Ce dimanche, nous avons peut-être assisté à la fin de l’ère Korda, et probablement d’une génération de trentenaire qui a eu du mal à évoluer, toute l’année, face à des joueuses de moins de 25 ans, dont beaucoup sont rookie. Et la Thaïlandaise Atthaya « Jeeno » Thitikul, d’être le fer de lance de cette génération de surdouées, en ayant remporté, pour la seconde année consécutive, la veste bleue qui sacre celle qui remporte la Race to CME, et le dernier tournoi de la saison.

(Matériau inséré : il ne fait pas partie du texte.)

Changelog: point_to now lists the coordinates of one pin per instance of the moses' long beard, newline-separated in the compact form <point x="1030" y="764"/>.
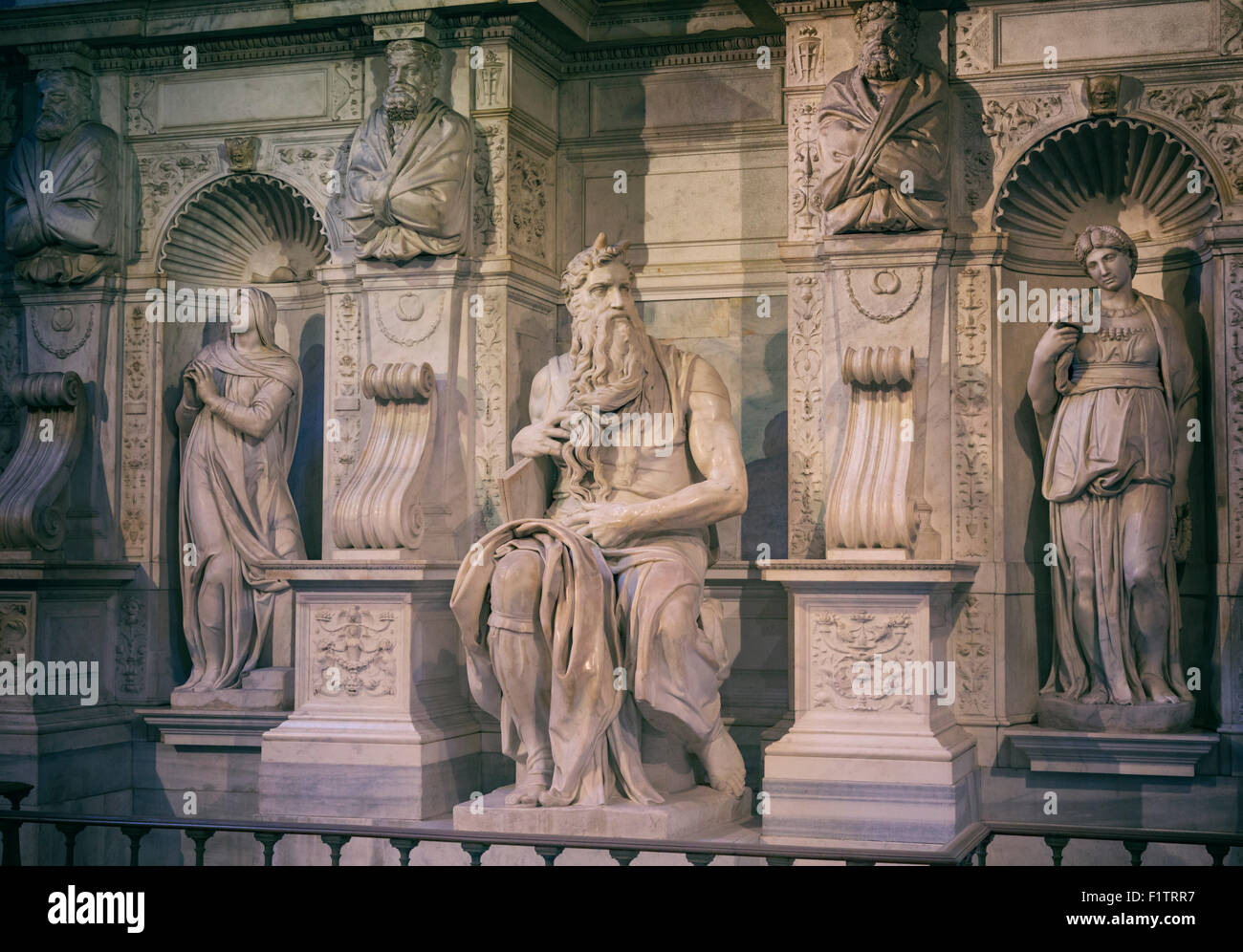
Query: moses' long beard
<point x="883" y="62"/>
<point x="605" y="379"/>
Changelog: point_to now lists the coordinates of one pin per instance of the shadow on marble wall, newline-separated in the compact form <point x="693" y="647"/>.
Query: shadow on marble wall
<point x="306" y="475"/>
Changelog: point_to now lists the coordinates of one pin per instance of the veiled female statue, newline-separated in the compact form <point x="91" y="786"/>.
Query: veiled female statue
<point x="1115" y="476"/>
<point x="239" y="424"/>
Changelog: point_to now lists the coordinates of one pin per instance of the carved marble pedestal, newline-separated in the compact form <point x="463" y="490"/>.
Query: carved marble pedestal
<point x="382" y="727"/>
<point x="869" y="767"/>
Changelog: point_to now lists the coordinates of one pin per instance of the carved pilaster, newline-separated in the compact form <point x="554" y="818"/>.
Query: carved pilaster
<point x="806" y="417"/>
<point x="137" y="449"/>
<point x="491" y="434"/>
<point x="972" y="404"/>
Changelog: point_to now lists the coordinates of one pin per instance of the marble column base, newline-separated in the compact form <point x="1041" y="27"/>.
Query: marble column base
<point x="1143" y="754"/>
<point x="680" y="816"/>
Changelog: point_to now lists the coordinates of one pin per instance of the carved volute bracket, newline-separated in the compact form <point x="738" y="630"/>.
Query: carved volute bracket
<point x="32" y="487"/>
<point x="868" y="505"/>
<point x="381" y="508"/>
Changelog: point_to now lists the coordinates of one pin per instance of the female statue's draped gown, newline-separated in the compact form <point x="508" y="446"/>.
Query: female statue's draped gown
<point x="1109" y="479"/>
<point x="235" y="505"/>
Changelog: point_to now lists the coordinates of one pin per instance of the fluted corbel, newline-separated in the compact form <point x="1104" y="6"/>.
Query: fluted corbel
<point x="381" y="508"/>
<point x="36" y="479"/>
<point x="868" y="506"/>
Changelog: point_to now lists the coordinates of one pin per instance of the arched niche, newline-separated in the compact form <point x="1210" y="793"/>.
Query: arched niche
<point x="255" y="230"/>
<point x="1146" y="181"/>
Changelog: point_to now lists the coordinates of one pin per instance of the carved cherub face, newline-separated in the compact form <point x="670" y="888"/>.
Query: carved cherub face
<point x="1109" y="268"/>
<point x="886" y="49"/>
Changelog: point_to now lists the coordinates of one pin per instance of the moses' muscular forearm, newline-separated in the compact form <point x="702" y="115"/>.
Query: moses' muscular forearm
<point x="715" y="449"/>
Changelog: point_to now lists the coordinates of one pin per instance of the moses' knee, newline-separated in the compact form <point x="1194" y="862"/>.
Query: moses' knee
<point x="516" y="591"/>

En s’élançant, ce dimanche, avec six coups d’avance, la victoire lui était promise sans pour autant qu’elle soit automatiquement acquise. Car ses poursuivantes, Nelly Korda, Pajaree Anannarukarn et Sei Young Kim, pouvaient encore créer la surprise en signant un dernier tour très bas. Mais aussi, le parcours préparé dans sa version la plus longue de la semaine et les repères allaient obligatoirement apporter son lot de difficultés.

Pourtant, la Thaïlandaise de 22 ans donna tout de suite le ton. Ce fut un birdie au premier trou pour passer à –23. Mais devant elle avançait deux de ses rivales, en la personne de Anannarukarn et de Sei Young Kim. La Thaïlandaise et meilleure amie de Thitikul envoya, elle aussi, un signal fort, en alignant deux birdie à la suite. Puis, sur le Par 3 du trou n°4, elle en rentra un troisième, tandis que Thitikul concéda un bogey au trou n°2. Ce dernier tour était lancé, tout comme la course pour la victoire qui pouvait encore changer de main, puisque le leader n’avait plus que trois coups d’avance.

L’écart se réduisit encore lorsque Pajaree Anannarukarn signa un quatrième birdie sur le Par 5 du trou n°6, revenant à deux coups de la numéro un mondial qui ne semblait pas en difficulté ni perturbée. Anannarukarn passa à –21, sur le green du 7, mais elle resta deux coups derrière sa compatriote qui venait de signer un second birdie sur le Par 5 du 6.

De son côté, Nelly Korda, qui partageait sa partie avec Atthaya Thitikul, jouait +1 alors que Sei Young Kim jouait le Par. Aucune d’elles ne semblait représenter un danger pour Thitikul. Pourtant, Nelly Korda était loin de s’avouer vaincue. L’Américaine se fit plus offensive au retour où elle passa à –16 en rentrant son premier birdie du jour. Puis, au trou suivant, un Par 4 de 347 mètres, elle rentra son approche, avec une balle qui tomba sur la petite butte, à droite du green, et qui lui donna de la vitesse pour filer vers le trou. Un coup joué depuis le bunker de fairway qui ne laissait pas présager une telle finalité. Cet eagle remis l’ancienne numéro un mondial en selle, en lui offrant la troisième place, à –18.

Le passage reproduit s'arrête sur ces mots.